Because their job is to match people and products, advertisers are keenly interested in consumer buying behaviour. The objectives of consumer advertising are to motivate, modify, or reinforce consumer attitudes, perceptions, beliefs, and behaviour. This requires the effective blending of the behavioral sciences (anthropology, sociology, psychology) with the communicating arts (writing, drama, graphics, photography). The behavioral characteristics of large groups of people give directional force to advertising aimed at those groups. Thus, advertising uses trends in mass-consumer behaviour to create fashion or habit in specific consumer behaviour.

Social scientists have developed many sophisticated theories of consumer behaviour. They have given the marketing community a wealth of data and a variety of theoretical models to explain the sequence of behaviours involved in making a purchase decision. For our purposes, we shall look at this informa­tion from the viewpoint of the advertiser.
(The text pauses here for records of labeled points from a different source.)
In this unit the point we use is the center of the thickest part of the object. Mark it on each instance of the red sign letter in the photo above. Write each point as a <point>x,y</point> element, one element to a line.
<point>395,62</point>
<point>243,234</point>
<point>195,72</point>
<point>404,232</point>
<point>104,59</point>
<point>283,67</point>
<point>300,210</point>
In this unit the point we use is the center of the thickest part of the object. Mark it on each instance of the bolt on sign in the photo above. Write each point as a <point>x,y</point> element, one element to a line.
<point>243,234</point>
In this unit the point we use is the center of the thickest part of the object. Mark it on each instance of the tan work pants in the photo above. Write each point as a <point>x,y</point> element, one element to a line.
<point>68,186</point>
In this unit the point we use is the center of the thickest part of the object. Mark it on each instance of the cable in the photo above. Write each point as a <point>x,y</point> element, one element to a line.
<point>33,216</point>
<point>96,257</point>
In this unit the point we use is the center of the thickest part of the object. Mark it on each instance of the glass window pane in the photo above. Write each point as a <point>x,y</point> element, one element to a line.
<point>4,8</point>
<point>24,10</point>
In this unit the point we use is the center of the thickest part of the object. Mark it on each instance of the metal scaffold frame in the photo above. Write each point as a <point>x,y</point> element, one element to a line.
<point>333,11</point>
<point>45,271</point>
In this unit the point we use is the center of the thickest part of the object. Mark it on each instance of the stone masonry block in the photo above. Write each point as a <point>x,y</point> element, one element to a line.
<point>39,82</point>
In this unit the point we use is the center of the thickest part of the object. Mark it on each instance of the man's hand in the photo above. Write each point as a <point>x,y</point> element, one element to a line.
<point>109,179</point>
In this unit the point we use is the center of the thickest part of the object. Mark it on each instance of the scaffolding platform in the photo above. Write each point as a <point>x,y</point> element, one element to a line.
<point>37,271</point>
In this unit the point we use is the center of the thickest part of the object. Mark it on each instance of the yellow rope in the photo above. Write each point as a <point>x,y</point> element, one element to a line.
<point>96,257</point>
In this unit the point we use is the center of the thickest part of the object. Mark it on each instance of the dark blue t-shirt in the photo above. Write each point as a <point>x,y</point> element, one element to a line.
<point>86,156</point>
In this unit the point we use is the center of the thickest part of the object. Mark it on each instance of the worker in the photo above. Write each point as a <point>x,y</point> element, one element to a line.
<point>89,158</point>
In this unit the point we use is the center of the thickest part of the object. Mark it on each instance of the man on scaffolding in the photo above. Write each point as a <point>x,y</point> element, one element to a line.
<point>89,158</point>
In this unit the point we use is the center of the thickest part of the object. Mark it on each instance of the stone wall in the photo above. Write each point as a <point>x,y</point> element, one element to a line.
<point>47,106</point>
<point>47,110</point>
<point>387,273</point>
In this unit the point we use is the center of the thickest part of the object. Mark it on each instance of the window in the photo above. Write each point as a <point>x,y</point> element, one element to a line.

The primary mission of advertising is to reach prospective customers to influence their awareness, attitudes, and buying beh aviour. To do this, an advertiser must make the marketing communication process work at its highest level of efficiency.

The moment a medium delivers an ad message to the consumer, his mental computer runs a rapid evaluation program called the consumer decision-making process. This involves a series of subprocesses that are affected by a variety of influences.

First, three personal processes govern the way the consumer discerns raw data (stimuli) and translates them into feelings, thoughts, beliefs, and actions. These include the perception, the learning, and the motivation processes. These processes determine how consumers see the world around them, how they learn information and habits, and how they actualize their personal needs and motives.

Second, an advertiser needs to understand how the consumer’s mental processes and behaviour are affected by two sets of influences. Interpersonal influences on consumer behaviour include the consumer 's family, society, and culture. Nonpersonal influences —factors often outside the consumer's control— include such things as time, place, and environment. All of these further affect the personal processes (perception, learning, motivation) mentioned above.

After dealing with all these processes and influences, the consumer faces the pivotal decision, to buy or not to buy? But taking that final step typically requires yet another process, the evaluation of selection alternatives —where brands, sizes, styles, and colours are chosen. And even if the purchase is made, the consumer’s postpurchase evaluation will have a dramatic impact on all his subsequent purchases.

Like the marketing communication process, the decision-making process is circular in nature. The advertiser who understands this process can de­velop messages that are more capable of reaching and being understood by consumers.

 

1.Explain, in your own words, why advertising people must understand the complexity of human behaviour.

2.What three processes is consumer behaviour governed by?

3.Explain your understanding of perception, learning and motivation.